The Himalayan showdown is brought alive through the words of a veteran Indian Army officer who was present throughout the conflict and recounts both his own experiences and the stories of the heroic soldiers who fought and won fierce battles from one peak to another.
“There are many stories of bravery and courage from the war but it is not easy to compile all of them in just one book. After a period of two decades, the present younger generation needs to be reminded of the tales of bravery of the warriors in Kargil to inspire and motivate them. This account of the Kargil war is an effort towards that direction,” Colonel Tyagi writes.
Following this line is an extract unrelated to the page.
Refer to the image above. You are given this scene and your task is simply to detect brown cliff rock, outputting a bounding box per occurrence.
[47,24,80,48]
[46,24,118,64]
3. Book: The Parrot Green Sari;
Author: Nabaneeta Dev Sen (Translated from Bengali by Tutun Mukherjee);
Publisher: Thornbird/Niyogi Books;
Pages: 127; Price: INR 350.
The works of Nabaneeta Dev Sen, one of the prominent Bengali litterateurs of our times with more than 80 books to her name, reflect her intellection on an amazing array of social, political and psychological topics under different genres.
This is more than evident in “The Parrot Green Sari”, the last of her Naxal triology after “I, Anupam” and “In a Foreign Land, By Chance”.
It’s the story of two women, two generations and two worlds moulded out of memory, expectations and desire. Set primarily in the US, it is also the story of displacement and loss, of a remembered homeland, of political and personal battles, of individual freedom – and about rebirth. At the bottom line, can the mother-daughter duo ever be friends?